Pakistan’s new commerce minister then proposed pausing all CPEC projects while the government assessed them.
The moves by Pakistan’s new government angered Beijing, which was concerned they could set back Belt and Road globally.
But in Pakistan, China has a steady ally it can approach to smooth things over: the country’s powerful military establishment, which stands to fill its coffers with millions of dollars through CPEC as the military’s construction companies win infrastructure bids.
Shortly after the commerce minister’s comments, the Pakistani Army’s top commander, Gen. Qamar Javed Bajwa, hurried to Beijing for an unannounced visit with Xi Jinping
The meeting came six weeks before Mr.

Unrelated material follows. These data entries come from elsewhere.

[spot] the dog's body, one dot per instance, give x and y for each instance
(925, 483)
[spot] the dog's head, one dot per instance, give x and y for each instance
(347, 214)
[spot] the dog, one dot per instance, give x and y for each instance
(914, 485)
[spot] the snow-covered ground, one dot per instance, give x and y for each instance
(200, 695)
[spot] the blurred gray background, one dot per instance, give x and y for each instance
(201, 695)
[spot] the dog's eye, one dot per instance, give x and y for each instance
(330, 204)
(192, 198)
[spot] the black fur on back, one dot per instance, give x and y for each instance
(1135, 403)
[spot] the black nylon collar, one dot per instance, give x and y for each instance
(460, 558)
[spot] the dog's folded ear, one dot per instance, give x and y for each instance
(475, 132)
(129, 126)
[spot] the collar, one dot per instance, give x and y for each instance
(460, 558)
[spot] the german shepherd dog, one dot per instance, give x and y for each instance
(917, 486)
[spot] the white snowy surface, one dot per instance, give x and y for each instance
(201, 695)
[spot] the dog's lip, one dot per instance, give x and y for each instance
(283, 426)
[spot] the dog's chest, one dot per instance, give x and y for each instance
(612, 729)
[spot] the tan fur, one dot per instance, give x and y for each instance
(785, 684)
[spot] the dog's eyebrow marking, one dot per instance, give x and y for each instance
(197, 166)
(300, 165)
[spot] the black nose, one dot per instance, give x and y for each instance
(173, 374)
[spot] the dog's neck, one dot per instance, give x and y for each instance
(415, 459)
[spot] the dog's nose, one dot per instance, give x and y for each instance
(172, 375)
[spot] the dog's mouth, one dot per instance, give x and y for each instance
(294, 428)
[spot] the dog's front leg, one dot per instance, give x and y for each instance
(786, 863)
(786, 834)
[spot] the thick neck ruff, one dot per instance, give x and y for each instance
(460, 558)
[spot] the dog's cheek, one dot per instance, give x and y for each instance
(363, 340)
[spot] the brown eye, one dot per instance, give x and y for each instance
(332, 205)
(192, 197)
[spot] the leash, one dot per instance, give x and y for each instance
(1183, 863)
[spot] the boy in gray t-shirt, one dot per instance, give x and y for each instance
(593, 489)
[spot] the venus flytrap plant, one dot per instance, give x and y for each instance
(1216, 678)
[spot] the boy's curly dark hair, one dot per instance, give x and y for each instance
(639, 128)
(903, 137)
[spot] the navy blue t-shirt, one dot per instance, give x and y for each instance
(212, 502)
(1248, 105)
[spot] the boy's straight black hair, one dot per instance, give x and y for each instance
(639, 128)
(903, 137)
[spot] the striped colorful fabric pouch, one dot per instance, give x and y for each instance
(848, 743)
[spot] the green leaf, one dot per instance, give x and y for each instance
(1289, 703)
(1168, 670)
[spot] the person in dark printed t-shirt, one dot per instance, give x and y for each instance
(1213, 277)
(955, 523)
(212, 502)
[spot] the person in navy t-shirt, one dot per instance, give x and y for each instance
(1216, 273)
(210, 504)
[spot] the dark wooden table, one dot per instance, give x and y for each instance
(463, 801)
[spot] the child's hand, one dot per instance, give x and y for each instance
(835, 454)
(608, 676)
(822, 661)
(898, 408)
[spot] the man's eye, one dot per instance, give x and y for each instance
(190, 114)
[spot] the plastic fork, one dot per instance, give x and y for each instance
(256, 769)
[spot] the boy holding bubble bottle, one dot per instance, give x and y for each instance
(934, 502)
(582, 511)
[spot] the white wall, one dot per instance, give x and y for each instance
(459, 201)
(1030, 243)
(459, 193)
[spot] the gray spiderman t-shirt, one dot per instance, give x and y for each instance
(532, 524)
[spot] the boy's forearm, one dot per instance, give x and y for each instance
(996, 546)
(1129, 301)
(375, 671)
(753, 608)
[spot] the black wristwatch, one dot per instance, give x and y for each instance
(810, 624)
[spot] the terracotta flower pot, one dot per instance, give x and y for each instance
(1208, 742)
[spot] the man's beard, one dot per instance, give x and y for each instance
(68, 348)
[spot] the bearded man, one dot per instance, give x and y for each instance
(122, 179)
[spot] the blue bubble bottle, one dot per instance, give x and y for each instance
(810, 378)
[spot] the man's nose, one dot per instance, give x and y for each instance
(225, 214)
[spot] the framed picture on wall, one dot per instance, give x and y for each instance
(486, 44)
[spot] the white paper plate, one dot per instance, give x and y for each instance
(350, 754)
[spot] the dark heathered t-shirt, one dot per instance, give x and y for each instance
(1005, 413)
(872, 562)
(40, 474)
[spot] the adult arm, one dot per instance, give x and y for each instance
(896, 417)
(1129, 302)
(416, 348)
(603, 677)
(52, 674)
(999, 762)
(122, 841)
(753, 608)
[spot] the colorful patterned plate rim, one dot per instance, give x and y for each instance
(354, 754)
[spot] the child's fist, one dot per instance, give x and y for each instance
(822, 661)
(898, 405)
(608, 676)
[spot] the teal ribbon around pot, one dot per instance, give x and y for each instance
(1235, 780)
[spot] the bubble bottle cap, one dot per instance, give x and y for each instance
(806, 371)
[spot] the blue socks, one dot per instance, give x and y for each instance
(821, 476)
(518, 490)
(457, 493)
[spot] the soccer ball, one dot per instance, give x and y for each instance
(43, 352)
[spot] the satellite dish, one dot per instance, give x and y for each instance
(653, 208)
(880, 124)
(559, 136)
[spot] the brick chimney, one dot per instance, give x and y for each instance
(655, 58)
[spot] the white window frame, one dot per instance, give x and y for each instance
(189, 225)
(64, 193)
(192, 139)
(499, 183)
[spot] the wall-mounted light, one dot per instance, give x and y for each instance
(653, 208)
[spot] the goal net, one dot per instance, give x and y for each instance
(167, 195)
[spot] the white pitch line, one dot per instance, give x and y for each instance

Khan made his first official visit with the Chinese president, a trip he had listed as a priority.
Statements from the military said Bajwa and Xi spoke extensively about Belt and Road projects.
Bajwa “said that the Belt and Road initiative with CPEC as its flagship is destined to succeed despite all odds, and Pakistan’s army shall ensure security of CPEC at all costs,” read a statement from the Pakistani military.
Shortly after the Beijing meeting, Pakistan’s government rolled back its invitation to Saudi Arabia to join CPEC and all talk of pausing or canceling Chinese projects has stopped.

Prime Minister Imran Khan of Pakistan went to meet Xi Jinping in China in November with high hopes for an economic deal. But few details have been announced.

But China could face another challenge to its investments: a Pakistani financial crisis that has forced Mr. Khan’s government to seek loans from international lenders that require transparency.
Throughout September, international delegations traveled to Islamabad carrying the same message: Reveal the extent of Chinese loans if you want financial assistance.
In a late September meeting with visiting officials from the International Monetary Fund, Pakistan’s government asked for a bailout of up to $12 billion. 
The fund’s representatives pressed Pakistan to share all existing agreements with the Chinese government and demanded I.M.F. input during any future CPEC negotiations — a previously undisclosed facet of the negotiations, according to communications seen by the Fund and a Pakistani official. 
The fund also sought assurances that Pakistan would not use a bailout to repay CPEC loans.
But the Chinese Embassy in Islamabad stepped up its engagement as well, demanding that CPEC deals be kept secret and promising to shore up Pakistan’s finances with bilateral loans, Pakistani officials say.
Three months after taking office, Khan still has not made good on his campaign promises to reveal the nature of the $62 billion investment Beijing has committed to Pakistan, and his government has backtracked on an I.M.F. deal.
In early November, Khan visited Xi in Beijing, a trip during which he was expected to clinch bilateral loans and grants to ease Pakistan’s financial crisis.
Instead, his government walked away with vague promises of a deal “in principle,” but refused to disclose any details.

A Chinese national flag, center at the Sahiwal coal power plant in Pakistan, which cost about $1.9 billion to build. Pakistan now owes around $119 million in back payments to Chinese companies just for operating the plant.